The entire internet is currently in thrall to the increasingly insane decisions of multiple-time Forbes cover star, Elon Musk, undoubtedly the most-anointed startup wizard of his generation, who followed his purchase of Twitter for $44bn last year, with a litany of bizarre moves that have halved his wealth and left his most vociferous detractors scratching their heads in bafflement, and driven his most ardent admirers fizzingly insane. 

I will not relitigate these events, which have been covered exhaustively elsewhere, but imagine acquiring a platform on which nearly every single famous person on the planet, from Lebron James to the Pope, was an active user, offering content to billions of eyeballs every day, at no charge to you at all. Then imagine inducing nearly all of those people to definitely broadcast that they would never pay you to do so, because you’d made the brand so toxic in six months.

WHAT SUCCESS EVEN MEANS

In a sense, the other superpower of the tech world lies within a second layer of ignorance, that of the public, who rarely understand the value of these seemingly empty boxes, even when they succeed. I’m fairly tech literate and I never really thought about how Twitter makes money, if at all. I flatter myself that I wouldn’t decide to charge its oddest users $8 a month to use it for no verifiable benefit, but I’m mostly glad life has never placed me in the position to make such calls. 

Sometimes it’s hard to work out what success even means. 

Even the most technophobic commentator would be hard-pressed to say that Uber, Deliveroo, or Airbnb are unsuccessful. 

They’re not only ever-present in most major cities, but have also reached that most coveted of milestones; becoming household words. But only one of those companies — Airbnb — has ever posted a full-year profit, and that was two months ago, some 15 years after the company was founded. 

The tech world then, like quantum physics, or the career choices of Nicholas Cage, appears to be one of those things which become less comprehensible the more you learn about them. Sometimes no learning is necessary, or even possible. 

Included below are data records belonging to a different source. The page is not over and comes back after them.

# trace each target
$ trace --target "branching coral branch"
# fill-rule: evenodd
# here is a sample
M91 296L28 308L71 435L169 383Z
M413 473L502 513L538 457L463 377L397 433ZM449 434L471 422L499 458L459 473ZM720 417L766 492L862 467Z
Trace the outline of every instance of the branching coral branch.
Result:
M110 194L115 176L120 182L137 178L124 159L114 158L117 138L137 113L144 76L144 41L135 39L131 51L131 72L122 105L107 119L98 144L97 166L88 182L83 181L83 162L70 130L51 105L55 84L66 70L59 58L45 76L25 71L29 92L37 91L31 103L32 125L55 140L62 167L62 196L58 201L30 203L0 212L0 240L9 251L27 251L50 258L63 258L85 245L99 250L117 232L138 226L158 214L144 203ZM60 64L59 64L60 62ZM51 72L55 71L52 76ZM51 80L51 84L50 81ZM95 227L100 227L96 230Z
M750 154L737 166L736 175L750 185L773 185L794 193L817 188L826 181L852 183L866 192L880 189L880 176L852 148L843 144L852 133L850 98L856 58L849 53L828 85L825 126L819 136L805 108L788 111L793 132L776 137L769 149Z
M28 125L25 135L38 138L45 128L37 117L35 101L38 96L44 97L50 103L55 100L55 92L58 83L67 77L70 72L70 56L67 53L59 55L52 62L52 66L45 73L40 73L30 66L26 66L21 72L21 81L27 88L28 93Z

As part of the promotion for The Startup Wife, Tahmina Anam created a website for her fictional startups, complete with minimalist design, beautiful logos, and short descriptions of their unlikely functions. 

Within weeks, Anam was receiving investment offers for the emptiest of her empty offerings, from firms who believed them to be genuine. “For some reason,” she told NPR last year, “EMTI has been the one people are most interested in investing in.”